A 100-Year-Old Idea Is New Every Day
How Ford's Assembly Line Has Changed Over 100 Years [Source: http://www.youtube.com/watch?v=cxjZ2VT9lFU]
One hundred years ago this month, the automaker Henry Ford stretched a 150-foot rope down the length of his manufacturing plant, attached it to a winch, and - voila - the moving assembly line was born.
Such an assembly line arose from the basic need to manufacture a product - in Ford's case, automobiles - fast enough to keep up with consumer demand. Up until 1913, the production of a car typically involved a team of skilled machinists who would build the model from the ground up.
The assembly line was innovative because it assigned a single task to each of the workers along the line. The workers repeated their tasks on each car that came down the assembly line. This format meant the worker didn't necessarily have to be a skilled machinist. Because the work often involved simply affixing a part to the body of the car, a worker with fewer skills could be hired.

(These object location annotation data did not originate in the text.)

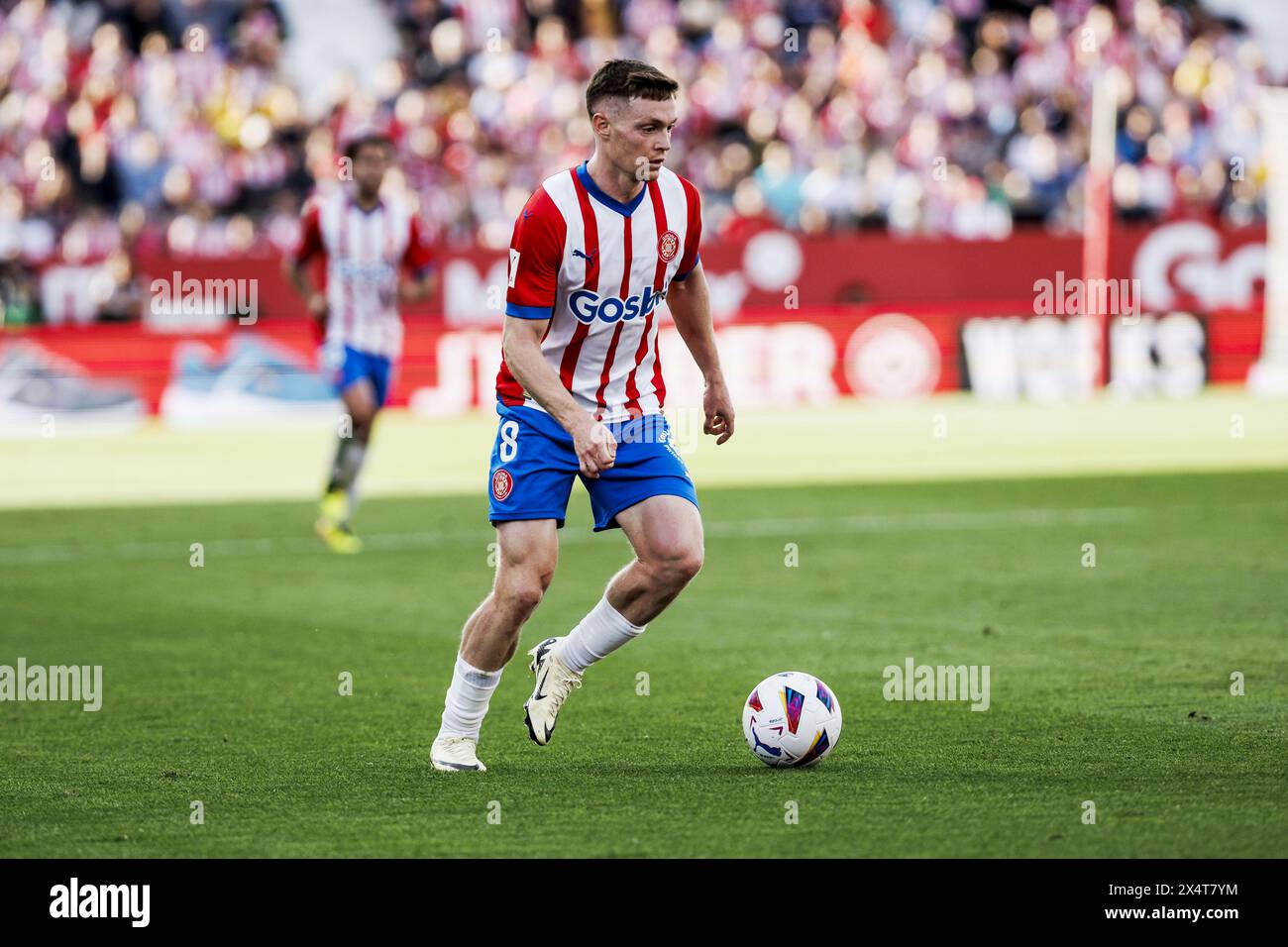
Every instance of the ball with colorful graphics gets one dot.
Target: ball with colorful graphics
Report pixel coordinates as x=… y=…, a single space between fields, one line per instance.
x=791 y=719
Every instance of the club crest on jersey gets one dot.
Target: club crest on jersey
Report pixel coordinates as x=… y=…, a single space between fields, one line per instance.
x=668 y=247
x=588 y=305
x=501 y=483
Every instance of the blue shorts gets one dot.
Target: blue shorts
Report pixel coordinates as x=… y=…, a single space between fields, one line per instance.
x=533 y=466
x=362 y=365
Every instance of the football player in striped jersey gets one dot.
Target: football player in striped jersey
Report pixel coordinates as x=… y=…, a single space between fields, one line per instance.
x=375 y=258
x=580 y=393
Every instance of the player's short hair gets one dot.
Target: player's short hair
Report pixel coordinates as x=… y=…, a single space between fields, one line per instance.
x=368 y=140
x=629 y=78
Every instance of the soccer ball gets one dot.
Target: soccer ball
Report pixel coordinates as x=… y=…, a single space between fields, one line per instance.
x=791 y=719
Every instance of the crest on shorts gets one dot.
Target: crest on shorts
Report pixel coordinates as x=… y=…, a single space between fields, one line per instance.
x=668 y=247
x=501 y=483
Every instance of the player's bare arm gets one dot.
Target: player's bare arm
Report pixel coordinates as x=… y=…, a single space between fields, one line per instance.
x=520 y=346
x=691 y=308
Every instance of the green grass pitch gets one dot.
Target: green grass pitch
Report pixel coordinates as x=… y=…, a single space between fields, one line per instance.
x=1109 y=684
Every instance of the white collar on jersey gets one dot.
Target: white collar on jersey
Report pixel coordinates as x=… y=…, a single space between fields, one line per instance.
x=596 y=192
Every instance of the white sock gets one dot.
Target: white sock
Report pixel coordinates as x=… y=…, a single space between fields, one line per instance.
x=467 y=699
x=596 y=635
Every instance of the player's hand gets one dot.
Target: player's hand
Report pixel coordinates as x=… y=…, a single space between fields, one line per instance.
x=719 y=410
x=595 y=447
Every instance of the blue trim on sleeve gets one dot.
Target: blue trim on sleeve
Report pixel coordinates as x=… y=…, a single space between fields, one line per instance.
x=529 y=312
x=682 y=277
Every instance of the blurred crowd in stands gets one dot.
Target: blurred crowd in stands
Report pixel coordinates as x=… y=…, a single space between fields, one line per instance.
x=171 y=123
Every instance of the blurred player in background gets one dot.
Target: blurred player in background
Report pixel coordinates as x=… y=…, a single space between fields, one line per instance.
x=372 y=247
x=580 y=392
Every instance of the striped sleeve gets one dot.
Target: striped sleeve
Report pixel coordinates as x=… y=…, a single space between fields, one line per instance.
x=692 y=232
x=536 y=256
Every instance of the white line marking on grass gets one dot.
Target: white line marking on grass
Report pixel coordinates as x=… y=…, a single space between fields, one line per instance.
x=398 y=541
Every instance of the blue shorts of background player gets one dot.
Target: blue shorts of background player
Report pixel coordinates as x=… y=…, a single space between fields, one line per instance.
x=353 y=367
x=533 y=466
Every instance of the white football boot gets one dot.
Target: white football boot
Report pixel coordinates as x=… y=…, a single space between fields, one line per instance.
x=554 y=684
x=455 y=754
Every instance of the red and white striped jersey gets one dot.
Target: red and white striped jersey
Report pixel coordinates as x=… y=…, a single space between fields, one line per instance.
x=597 y=268
x=365 y=253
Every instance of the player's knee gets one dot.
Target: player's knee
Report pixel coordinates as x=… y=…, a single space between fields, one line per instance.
x=523 y=589
x=678 y=565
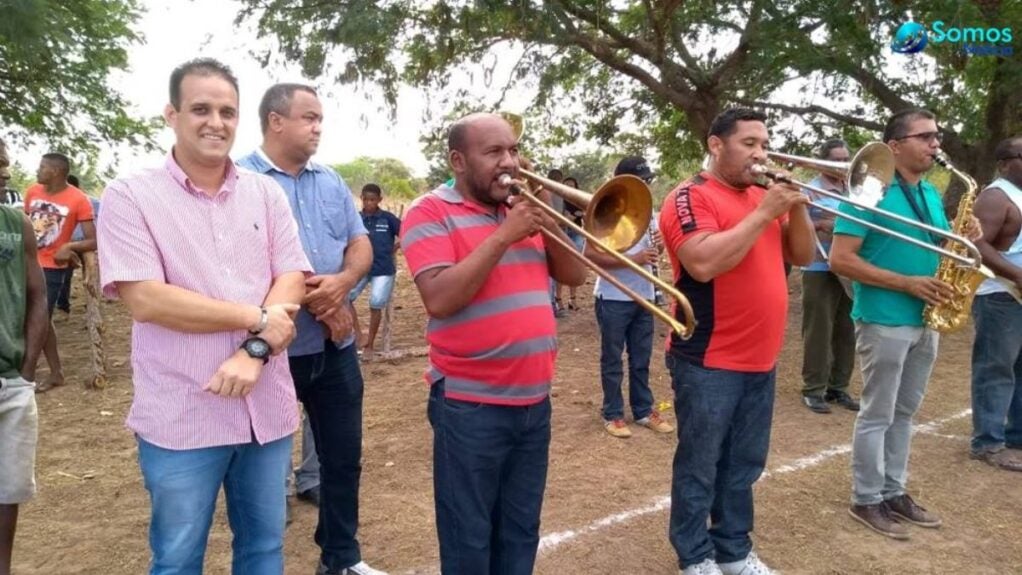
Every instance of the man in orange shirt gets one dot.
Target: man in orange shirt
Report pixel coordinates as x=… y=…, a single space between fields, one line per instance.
x=55 y=207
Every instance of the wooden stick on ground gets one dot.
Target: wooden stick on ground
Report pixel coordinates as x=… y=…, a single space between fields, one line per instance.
x=94 y=320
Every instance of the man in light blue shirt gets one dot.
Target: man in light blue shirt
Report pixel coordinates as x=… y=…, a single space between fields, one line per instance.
x=624 y=324
x=323 y=358
x=828 y=332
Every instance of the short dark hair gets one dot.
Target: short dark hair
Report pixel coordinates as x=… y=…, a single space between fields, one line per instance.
x=829 y=145
x=457 y=135
x=60 y=159
x=278 y=100
x=198 y=66
x=727 y=122
x=897 y=124
x=1006 y=147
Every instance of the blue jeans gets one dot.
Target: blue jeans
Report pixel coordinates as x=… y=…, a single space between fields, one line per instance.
x=490 y=471
x=624 y=325
x=330 y=387
x=996 y=373
x=724 y=429
x=183 y=487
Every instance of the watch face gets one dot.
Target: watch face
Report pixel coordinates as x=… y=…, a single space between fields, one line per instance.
x=258 y=347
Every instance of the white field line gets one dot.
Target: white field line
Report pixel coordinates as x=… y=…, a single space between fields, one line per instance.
x=553 y=540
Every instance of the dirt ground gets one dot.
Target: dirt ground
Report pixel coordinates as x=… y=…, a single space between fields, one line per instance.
x=605 y=507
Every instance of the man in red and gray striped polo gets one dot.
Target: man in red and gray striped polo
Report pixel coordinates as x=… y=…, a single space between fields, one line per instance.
x=481 y=269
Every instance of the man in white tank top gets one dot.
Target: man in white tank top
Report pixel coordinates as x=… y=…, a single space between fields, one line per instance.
x=996 y=352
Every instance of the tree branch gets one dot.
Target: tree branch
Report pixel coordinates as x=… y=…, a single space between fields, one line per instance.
x=801 y=110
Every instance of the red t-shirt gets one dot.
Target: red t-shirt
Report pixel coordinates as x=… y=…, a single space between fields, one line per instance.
x=54 y=218
x=501 y=347
x=740 y=314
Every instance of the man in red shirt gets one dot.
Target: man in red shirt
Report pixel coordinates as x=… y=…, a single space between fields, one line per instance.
x=55 y=208
x=482 y=272
x=728 y=240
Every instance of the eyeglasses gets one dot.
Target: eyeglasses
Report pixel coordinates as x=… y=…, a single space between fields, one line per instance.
x=925 y=137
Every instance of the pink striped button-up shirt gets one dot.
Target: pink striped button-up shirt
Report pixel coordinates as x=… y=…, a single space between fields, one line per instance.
x=231 y=246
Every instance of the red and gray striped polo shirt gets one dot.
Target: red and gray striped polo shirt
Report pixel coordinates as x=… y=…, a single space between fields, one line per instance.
x=501 y=347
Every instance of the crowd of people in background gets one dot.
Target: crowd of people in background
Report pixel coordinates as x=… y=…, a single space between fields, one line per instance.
x=226 y=346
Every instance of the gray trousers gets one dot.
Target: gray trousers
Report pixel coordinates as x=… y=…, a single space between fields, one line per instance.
x=896 y=363
x=307 y=476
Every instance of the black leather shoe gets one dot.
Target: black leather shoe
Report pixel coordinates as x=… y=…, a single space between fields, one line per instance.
x=816 y=403
x=310 y=495
x=843 y=399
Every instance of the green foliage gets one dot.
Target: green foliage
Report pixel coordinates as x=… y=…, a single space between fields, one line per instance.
x=391 y=175
x=663 y=69
x=55 y=61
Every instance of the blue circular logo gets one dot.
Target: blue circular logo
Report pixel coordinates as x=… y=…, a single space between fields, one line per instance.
x=910 y=38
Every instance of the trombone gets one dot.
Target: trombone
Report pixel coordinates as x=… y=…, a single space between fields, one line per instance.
x=616 y=218
x=867 y=176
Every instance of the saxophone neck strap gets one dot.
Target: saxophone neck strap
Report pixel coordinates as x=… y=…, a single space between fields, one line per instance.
x=914 y=196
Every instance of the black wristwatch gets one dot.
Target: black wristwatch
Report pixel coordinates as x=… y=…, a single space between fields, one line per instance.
x=258 y=348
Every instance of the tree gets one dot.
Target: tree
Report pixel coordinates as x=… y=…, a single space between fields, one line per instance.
x=55 y=61
x=669 y=66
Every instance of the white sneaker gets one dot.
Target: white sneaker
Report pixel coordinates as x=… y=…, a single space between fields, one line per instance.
x=362 y=568
x=748 y=566
x=707 y=567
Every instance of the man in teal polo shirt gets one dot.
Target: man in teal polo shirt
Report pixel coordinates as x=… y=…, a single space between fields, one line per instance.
x=893 y=280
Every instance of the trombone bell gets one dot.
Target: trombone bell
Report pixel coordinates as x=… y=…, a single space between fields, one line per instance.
x=618 y=213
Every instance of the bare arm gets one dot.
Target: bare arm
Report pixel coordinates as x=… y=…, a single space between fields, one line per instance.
x=36 y=321
x=448 y=290
x=991 y=209
x=711 y=253
x=799 y=237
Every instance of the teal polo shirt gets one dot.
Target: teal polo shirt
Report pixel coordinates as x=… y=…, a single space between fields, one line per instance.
x=879 y=305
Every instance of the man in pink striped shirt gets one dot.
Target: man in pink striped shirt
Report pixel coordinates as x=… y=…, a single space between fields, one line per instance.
x=208 y=262
x=482 y=272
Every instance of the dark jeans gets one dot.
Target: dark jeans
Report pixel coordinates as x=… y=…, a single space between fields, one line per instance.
x=330 y=387
x=56 y=278
x=490 y=470
x=828 y=334
x=624 y=325
x=996 y=373
x=63 y=299
x=724 y=429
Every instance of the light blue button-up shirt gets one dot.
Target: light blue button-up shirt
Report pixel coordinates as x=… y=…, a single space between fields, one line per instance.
x=324 y=209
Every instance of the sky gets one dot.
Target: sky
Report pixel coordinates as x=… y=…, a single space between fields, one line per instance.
x=176 y=31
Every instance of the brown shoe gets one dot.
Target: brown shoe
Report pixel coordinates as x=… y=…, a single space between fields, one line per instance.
x=656 y=423
x=617 y=428
x=1010 y=460
x=902 y=507
x=878 y=518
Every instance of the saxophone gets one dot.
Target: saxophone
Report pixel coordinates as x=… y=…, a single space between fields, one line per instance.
x=963 y=279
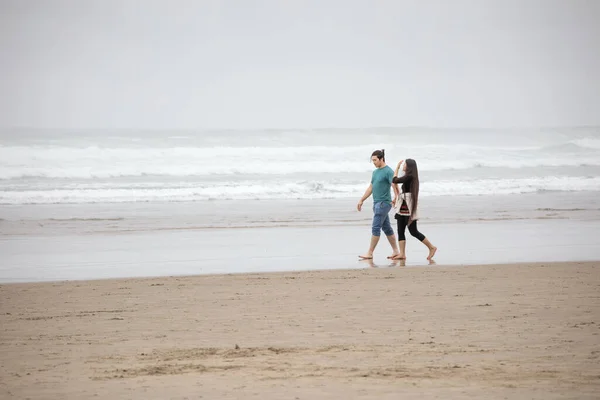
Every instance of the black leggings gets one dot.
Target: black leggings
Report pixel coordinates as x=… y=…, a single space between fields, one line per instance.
x=412 y=228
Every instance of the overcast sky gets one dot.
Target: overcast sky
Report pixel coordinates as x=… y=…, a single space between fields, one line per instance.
x=322 y=63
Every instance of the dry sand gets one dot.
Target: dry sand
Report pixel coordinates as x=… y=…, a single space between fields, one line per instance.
x=506 y=331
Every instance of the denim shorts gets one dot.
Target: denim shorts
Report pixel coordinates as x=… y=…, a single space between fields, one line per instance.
x=381 y=218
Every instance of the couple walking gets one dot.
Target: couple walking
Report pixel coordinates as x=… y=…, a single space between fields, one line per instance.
x=405 y=203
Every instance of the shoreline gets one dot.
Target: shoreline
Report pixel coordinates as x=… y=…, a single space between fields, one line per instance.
x=223 y=251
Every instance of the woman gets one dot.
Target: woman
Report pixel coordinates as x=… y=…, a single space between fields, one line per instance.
x=407 y=207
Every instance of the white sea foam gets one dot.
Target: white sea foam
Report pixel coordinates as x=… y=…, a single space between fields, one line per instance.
x=149 y=166
x=255 y=190
x=98 y=162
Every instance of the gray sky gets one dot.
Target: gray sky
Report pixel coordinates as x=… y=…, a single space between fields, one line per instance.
x=261 y=64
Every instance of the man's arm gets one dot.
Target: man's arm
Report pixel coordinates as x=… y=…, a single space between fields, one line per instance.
x=398 y=168
x=396 y=194
x=365 y=196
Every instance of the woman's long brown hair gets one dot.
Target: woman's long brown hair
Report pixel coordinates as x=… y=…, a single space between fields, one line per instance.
x=413 y=172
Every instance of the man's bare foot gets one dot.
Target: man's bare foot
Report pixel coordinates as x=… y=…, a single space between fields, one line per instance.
x=431 y=252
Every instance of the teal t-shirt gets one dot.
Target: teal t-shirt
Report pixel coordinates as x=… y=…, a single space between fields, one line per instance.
x=382 y=184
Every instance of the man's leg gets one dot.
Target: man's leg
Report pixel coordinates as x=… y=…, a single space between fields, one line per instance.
x=386 y=227
x=375 y=231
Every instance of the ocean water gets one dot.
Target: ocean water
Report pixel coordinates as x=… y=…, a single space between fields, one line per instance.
x=106 y=204
x=91 y=167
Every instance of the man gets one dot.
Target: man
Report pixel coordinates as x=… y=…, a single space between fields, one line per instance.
x=381 y=182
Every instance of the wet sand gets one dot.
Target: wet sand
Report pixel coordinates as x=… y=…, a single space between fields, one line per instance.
x=495 y=331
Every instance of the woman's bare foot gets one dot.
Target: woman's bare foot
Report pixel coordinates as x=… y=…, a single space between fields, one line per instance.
x=432 y=251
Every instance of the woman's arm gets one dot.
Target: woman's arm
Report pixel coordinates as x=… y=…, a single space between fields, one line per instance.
x=398 y=168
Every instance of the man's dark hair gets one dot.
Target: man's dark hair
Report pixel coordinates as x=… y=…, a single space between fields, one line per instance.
x=379 y=154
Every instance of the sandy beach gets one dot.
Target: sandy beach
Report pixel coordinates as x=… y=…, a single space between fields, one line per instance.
x=498 y=331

In turn, more people could get employment and develop their skills on the job. In just a few weeks, the assembly line reduced the time it took to manufacture an automobile to three hours from 12. So why, you ask, am I dusting off this interesting piece of industrial history? Well, we live in the digital age, when bits and bytes of information can travel around global networks in seconds. Yet the moving assembly line, which is a century old, is nevertheless an innovation in progress.
The 100-year anniversary of this concept got me to thinking that innovations aren't static things. The best ones are constantly evolving in order to meet the latest needs and expectations of consumers and organizations. Think of how the assembly line has changed: It originally was well suited to manufacturing one model. Automakers cranked out what was essentially the same car time and again, even if it had slight modifications such as differently colored paint jobs.
Today the moving assembly line allows global companies to do just the opposite. They utilize what is a 100-year-old concept to differentiate their products. That's because assembly lines are automated and powered by high-tech computing platforms that can respond to requests from customers in the blink of an eye. Suppose a popular movie comes out that has as its penultimate scene a car chase in which the car driven by the hero is a distinctive shade of yellow. Overnight, car buyers flock to showrooms in search of a car in that color. There is no gradual ramp-up to producing enough yellow cars to meet that new level of demand - the assembly line's robotic painters spray the optimal number of frames to meet demand. What was once an innovation that mass-produced is now an innovation that customizes.
The moving assembly line also helps consolidate an organization's products or services. If, to use a different transportation industry example, an airplane manufacturer discovers that two of its five jet bodies are in much higher demand, it can make its assembly lines produce a greater variety of planes using the two most popular models instead of spreading them across five. In a cost-conscious market, companies can refine their manufacturing strategies to build more from less.
Therein lies the power of transformative innovations. When a fundamental technology is so profound that it disrupts the market, there's no reason to change the underlying concept. Sure, engineers, scientists, and even organizational experts can tweak the technology to be more applicable to the demands of the current marketplace, but the innovation in and of itself remains solid and unchanged.
Maybe when we make incremental improvements to innovations with which we are already familiar, we're becoming a more efficient part of the enterprise. The best of us can take an idea that's a century old and teach it new tricks.